PM – O Teatro de Bonecos acontece em todas as regiões do Brasil, mas é no Nordeste que surgiu o mamulengo (um tipo de fantoche), e que ficou conhecido em todo o país. O Instituto do Patrimônio Histórico e Artístico Nacional (Iphan) reconheceu em 03 de março de 2015 o Teatro de Bonecos Popular do Nordeste (ou Mamulengo) como Patrimônio Cultural do Brasil. Essa preservação das nossas manifestações culturais é fundamental para nossa memória e identidade enquanto povo brasileiro. Mas há um tipo de boneco que é genuinamente brasileiro e que acredito também deveria ser considerado patrimônio cultural do Brasil. Se trata do Teatro Lambe-lambe, criado na Bahia em 1989 por Denise dos Santos e Ismine Lima. As bonequeiras se inspiraram nos fotógrafos lambe-lambe e construíram o teatro de bonecos dentro de uma caixa. O espetáculo é apresentado para uma única pessoa por vez e dura de 1 a 3 minutos. É uma experiência singular assistir esse tipo de teatro. Podemos citar ainda alguns grupos brasileiros como Giramundo (Belo Horizonte), Sobrevento (São Paulo), Cia Manipulando Teatro de Animação (Maringá), Cia Gente Falante (Porto Alegre), Grupo Girino Teatro de Animação (Belo Horizonte), entre outros. Os festivais também acontecem em várias partes do país, como a Mostra Lambe-lambe de Curitiba, Festival Internacional de Teatro de Bonecos de Canela, Festival Internacional de Teatro Popular de Bonecos de Brasília, Festim – Festival de Teatro Miniatura e Teatro Lambe-lambe de Belo Horizonte, Fita – Festival Internacional de Teatro de Animação de Florianópolis e o Festebom – Festival de Teatro de Bonecos de Maringá.
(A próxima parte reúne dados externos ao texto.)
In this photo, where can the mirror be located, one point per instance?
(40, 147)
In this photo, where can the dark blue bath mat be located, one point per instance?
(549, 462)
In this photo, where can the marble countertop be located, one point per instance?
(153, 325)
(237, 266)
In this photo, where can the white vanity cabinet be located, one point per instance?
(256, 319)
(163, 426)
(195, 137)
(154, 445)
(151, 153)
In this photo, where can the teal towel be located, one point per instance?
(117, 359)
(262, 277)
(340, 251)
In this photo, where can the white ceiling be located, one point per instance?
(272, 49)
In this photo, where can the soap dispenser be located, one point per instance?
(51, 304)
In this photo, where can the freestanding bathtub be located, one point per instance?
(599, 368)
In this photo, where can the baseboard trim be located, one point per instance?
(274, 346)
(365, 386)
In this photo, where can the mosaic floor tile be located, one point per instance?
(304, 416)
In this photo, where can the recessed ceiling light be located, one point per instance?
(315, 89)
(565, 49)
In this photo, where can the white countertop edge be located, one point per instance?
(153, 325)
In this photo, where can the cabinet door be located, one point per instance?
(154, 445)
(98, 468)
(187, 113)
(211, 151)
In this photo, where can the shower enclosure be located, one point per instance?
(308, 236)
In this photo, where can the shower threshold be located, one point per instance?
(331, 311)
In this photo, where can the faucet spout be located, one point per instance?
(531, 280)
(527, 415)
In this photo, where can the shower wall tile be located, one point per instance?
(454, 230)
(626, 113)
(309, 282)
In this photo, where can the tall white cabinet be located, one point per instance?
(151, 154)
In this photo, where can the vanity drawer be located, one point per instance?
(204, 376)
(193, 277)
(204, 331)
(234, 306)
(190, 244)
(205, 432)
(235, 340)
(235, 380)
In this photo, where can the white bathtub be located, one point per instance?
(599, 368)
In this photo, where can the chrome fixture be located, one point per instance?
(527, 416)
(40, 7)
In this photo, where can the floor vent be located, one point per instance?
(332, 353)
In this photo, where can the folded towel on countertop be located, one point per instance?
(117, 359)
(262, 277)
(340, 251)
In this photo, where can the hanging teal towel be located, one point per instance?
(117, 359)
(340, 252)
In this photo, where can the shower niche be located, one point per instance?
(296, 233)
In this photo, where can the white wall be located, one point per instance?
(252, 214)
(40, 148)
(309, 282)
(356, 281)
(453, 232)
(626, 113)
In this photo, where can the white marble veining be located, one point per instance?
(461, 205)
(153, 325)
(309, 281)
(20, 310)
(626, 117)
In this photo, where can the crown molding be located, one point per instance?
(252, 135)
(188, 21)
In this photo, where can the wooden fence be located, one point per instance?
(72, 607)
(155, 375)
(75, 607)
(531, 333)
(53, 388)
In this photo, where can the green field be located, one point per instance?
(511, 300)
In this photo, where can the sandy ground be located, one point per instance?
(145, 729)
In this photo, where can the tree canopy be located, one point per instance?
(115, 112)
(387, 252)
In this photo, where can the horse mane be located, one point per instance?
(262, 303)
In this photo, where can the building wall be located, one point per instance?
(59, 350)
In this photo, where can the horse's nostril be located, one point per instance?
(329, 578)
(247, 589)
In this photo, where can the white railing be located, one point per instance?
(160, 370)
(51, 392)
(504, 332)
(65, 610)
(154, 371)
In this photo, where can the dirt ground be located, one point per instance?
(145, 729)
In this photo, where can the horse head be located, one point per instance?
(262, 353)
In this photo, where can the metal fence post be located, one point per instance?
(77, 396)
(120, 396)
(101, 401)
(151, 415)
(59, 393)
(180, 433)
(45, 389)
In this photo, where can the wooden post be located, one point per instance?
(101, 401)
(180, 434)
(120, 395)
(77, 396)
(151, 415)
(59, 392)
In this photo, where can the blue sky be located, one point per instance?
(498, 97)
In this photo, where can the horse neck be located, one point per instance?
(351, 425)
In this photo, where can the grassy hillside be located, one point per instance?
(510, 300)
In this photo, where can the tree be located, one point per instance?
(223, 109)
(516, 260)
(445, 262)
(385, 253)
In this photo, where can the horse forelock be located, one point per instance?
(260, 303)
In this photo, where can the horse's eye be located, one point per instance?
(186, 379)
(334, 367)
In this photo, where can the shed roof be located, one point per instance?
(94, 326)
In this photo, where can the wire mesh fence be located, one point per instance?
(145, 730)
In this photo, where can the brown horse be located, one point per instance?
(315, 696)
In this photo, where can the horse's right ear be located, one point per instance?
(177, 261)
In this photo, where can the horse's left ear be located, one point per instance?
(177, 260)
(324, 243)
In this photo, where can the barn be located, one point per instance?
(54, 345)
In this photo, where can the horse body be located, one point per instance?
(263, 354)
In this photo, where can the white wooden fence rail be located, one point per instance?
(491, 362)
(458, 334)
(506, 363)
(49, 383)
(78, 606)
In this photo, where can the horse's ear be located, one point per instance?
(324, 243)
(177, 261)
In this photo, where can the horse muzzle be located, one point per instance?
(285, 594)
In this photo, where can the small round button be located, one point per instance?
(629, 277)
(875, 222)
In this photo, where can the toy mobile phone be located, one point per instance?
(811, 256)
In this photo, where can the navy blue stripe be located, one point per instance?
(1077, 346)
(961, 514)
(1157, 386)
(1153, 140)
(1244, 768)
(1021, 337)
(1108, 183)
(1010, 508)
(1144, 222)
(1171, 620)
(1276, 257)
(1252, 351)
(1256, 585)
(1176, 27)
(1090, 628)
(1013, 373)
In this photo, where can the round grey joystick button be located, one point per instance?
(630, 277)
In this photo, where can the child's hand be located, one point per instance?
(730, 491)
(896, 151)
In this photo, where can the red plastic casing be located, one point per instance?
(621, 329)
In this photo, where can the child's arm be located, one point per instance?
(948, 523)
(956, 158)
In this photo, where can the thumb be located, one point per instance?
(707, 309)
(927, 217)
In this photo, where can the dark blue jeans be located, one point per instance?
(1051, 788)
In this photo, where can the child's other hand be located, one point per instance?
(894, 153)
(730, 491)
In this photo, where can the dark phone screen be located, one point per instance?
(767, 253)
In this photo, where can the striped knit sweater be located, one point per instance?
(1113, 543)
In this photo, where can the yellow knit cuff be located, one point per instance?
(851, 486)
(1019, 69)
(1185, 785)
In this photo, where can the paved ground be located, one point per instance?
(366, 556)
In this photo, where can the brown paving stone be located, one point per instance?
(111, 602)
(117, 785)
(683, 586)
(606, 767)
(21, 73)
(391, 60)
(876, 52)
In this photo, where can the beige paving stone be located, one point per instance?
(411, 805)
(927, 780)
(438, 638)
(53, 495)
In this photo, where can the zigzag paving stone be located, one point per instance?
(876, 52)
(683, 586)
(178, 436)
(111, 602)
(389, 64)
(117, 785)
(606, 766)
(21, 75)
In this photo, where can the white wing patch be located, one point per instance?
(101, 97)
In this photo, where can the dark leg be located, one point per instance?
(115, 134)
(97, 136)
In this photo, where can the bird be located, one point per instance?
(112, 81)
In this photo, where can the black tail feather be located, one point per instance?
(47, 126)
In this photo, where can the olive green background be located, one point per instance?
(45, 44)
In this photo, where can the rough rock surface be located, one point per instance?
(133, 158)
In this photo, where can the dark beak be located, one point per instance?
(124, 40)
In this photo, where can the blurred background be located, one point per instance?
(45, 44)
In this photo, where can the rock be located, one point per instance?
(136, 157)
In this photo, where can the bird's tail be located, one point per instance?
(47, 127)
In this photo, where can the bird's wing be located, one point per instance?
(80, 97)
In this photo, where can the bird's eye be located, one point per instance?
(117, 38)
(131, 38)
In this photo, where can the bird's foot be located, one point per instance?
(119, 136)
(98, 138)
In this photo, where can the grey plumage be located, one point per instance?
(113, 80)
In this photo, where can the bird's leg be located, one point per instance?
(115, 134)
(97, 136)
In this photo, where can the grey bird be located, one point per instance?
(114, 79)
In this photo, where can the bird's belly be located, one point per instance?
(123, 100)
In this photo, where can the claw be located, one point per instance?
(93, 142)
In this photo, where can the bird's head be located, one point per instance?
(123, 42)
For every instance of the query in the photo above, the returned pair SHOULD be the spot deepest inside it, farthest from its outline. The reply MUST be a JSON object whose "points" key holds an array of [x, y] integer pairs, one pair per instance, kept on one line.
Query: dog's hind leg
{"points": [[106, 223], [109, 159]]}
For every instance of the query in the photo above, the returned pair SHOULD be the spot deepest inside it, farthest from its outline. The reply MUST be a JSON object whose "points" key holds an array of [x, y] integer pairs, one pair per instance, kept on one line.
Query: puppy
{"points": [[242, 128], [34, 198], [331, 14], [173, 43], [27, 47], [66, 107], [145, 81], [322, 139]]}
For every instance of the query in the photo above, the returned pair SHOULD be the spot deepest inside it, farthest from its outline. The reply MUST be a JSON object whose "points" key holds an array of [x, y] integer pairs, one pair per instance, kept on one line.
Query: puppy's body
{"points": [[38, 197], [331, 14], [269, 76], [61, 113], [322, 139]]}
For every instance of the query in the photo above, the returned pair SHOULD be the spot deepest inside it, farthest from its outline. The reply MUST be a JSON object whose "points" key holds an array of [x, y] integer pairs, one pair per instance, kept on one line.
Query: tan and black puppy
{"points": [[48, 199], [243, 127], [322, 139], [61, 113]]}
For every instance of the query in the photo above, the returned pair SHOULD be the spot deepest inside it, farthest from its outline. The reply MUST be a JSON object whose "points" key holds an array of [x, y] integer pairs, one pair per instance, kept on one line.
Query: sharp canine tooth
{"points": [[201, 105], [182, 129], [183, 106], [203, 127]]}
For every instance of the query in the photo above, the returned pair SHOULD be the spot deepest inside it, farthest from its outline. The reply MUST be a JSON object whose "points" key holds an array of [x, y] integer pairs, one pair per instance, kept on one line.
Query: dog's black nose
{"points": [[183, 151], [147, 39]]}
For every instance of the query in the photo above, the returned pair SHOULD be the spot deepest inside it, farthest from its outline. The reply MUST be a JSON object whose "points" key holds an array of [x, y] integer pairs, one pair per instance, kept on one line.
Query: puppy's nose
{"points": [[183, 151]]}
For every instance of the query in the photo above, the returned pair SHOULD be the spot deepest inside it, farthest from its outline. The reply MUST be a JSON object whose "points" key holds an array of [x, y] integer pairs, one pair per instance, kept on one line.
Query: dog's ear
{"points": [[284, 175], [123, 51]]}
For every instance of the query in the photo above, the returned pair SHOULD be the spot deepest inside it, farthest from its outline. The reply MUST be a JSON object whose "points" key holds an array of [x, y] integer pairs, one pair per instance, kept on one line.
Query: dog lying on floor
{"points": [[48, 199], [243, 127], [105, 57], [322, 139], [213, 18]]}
TD – Quais as diferenças entre bonecos, fantoches e marotes?
PM – Não há um acordo estabelecido para a nomenclatura das técnicas do Teatro de Bonecos. Porém, a denominação dada por Ana Maria Amaral é uma excelente referência. E são dela as definições que acredito serem as mais adequadas. Boneco é a terminologia geral usada para se referir a todas as técnicas. Fantoche é o pequeno boneco que serve na mão como uma luva, e cuja origem é chinesa. O fantoche não fala abrindo a boca, mas movimentando as mãos. No caso da “luva chinesa” (um outro tipo de fantoche) ele também possui pernas e parece realmente andar. O marote é o boneco que abre a boca para falar. Esse é um tipo muito conhecido e usado no Brasil sendo chamado, pela maioria das pessoas, de fantoche. Há ainda muitas outras técnicas como o boneco de vara, o teatro de sombras, o marionete, a pupi siciliana, o bunraku, a manipulação direta, o teatro negro, o teatro de papel,a ventriloquia e outras técnicas que se mesclam.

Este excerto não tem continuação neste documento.